Uncle Mas swallowed the stone, and he stopped playing go…after his big win, he made himself scarce…The next time my grandmother saw him was when she was called to the infirmary after Uncle Mas had been found in the latrine trying to pass a huge fecal boulder. He was rushed to the hospital and operated on. The doctor said he would be fine. There were no fresh fruits and vegetables to speak of in camp. Most meals consisted of mutton and either rice or potatoes. The camp doctor assured Ojiichan and my grandmother that constipation was entirely normal in camp, but it seemed that there had been an inorganic stoppage of Uncle Mas’s bowels: during his operation, the doctor extracted one perfectly round, flat, knife-edged obsidian stone.
‘Remember that story about Uncle Mas?’ I asked my mother one day. ‘The go stone Ochiijan made him swallow?’ ‘Nobody made anybody swallow anything,’ my mother said. ‘Then why does Uncle Mas have a bad stomach?’ ‘Because he can’t express himself.’ ‘You mean, talk?’
When he was released from the camp infirmary, Uncle Mas was whole again, except that he stopped talking… A week later, he suddenly slumped over. He was rushed back to the infirmary. There were lots of cuts in Uncle Mas’s large intestine; they had ruptured and were bleeding. The doctor removed four feet of Uncle Mas’s large intestine and sewed him up again. ‘Don’t you remember?’ I prodded my mother. ‘Grandma told me.’ ‘I was a baby then. Besides, sometimes she just liked to tell you stories.’
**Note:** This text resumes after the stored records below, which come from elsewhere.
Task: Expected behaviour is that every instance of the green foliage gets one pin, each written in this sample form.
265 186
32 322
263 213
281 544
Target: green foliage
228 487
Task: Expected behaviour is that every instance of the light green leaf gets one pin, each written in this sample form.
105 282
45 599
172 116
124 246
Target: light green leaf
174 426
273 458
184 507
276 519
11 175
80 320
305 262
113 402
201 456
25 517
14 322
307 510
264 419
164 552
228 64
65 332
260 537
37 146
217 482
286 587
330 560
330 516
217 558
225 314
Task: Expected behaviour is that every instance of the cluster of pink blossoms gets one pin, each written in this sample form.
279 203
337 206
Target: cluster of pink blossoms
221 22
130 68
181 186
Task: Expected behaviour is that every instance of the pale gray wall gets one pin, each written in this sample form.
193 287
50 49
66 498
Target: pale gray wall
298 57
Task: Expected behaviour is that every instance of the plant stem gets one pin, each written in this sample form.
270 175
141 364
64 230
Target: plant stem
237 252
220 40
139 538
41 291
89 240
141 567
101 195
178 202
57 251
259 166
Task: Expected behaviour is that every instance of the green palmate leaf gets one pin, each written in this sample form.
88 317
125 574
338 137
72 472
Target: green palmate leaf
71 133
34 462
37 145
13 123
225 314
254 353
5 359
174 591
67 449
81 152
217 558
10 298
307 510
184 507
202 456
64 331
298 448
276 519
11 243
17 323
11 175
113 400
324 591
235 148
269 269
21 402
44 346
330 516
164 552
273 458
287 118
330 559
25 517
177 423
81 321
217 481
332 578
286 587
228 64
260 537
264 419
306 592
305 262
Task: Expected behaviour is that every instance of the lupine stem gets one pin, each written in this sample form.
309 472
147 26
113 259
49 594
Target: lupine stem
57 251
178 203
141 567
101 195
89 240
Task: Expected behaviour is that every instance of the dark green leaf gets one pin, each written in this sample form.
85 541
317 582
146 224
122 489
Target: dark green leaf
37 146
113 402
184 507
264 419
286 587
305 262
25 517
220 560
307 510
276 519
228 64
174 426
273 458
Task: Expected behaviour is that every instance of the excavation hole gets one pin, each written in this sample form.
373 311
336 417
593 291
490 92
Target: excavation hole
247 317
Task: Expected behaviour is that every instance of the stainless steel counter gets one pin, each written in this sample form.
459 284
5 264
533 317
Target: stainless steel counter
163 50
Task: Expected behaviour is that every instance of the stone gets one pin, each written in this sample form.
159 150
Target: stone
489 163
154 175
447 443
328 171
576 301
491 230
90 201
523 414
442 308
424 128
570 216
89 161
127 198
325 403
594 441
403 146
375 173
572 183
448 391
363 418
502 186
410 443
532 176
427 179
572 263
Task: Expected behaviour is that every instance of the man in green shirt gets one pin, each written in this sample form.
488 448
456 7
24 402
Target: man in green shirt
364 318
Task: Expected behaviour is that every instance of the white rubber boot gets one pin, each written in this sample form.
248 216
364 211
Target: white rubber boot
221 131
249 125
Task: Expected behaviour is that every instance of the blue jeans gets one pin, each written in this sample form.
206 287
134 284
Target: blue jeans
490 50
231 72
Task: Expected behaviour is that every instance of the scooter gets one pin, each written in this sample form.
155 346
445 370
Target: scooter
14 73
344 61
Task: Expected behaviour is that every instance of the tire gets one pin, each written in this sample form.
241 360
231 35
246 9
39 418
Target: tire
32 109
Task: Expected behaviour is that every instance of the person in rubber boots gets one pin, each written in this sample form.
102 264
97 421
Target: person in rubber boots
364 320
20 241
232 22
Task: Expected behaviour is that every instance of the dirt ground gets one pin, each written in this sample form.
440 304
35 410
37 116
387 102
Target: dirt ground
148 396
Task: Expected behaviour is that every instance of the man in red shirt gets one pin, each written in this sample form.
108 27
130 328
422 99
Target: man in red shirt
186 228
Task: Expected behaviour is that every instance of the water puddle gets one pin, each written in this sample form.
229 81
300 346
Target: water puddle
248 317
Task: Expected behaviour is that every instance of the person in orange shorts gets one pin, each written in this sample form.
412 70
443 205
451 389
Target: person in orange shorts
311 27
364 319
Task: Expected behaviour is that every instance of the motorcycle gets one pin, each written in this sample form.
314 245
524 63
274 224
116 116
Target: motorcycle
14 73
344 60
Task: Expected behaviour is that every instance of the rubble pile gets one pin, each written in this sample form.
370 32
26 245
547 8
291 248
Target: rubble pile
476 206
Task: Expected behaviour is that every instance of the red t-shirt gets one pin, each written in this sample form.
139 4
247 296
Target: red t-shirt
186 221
But Uncle Mas still has terrible troubles with his stomach, and he still refuses to play go. I saw him studying Ochiijan’s fancy table once. Uncle Mas ran his hand over the top, touched the carvings, and, pulling back in order to see, squinted at the inlaid grid. He opened the drawers and studied the stones. He held one of the smooth black onyx in his palm, rolling it back and forth. And then he walked away.
– excerpted from Go: A Novel, by Holly Uyemoto
Sketches from the George Hoshida Collection on the Japanese American National Museum website. George Hoshida (1907-1985) was born in Japan and at the age of five, his family settled in Hilo, Hawaii. As an active practitioner of Judo, Hoshida was active at the local dojo. This led directly to his arrest by FBI agents on the day after the bombing of Pearl Harbor as a potential saboteur. Unlike most Japanese Americans living in Hawaii, Hoshida was incarcerated for the duration of the war, first at Kilauea Military Camp and Sand Island in Hawaii and later in mainland Justice Department internment camps at Lordsburg and Santa Fe, New Mexico. Eventually, he was able to rejoin his wife and young daughters, but only when they agreed to leave Hawaii to be incarcerated with him in a War Relocation Authority camp on the mainland. Hoshida began a visual diary of his incarceration from his earliest days in prison. The two notebooks in the collection of the Japanese American National Museum are an extremely rare visual document of the special Justice Department camps and chart his frequent movement from one facility to the next. (Hoshida bio courtesy the Japanese American National Museum, which supports several Japan relief efforts.)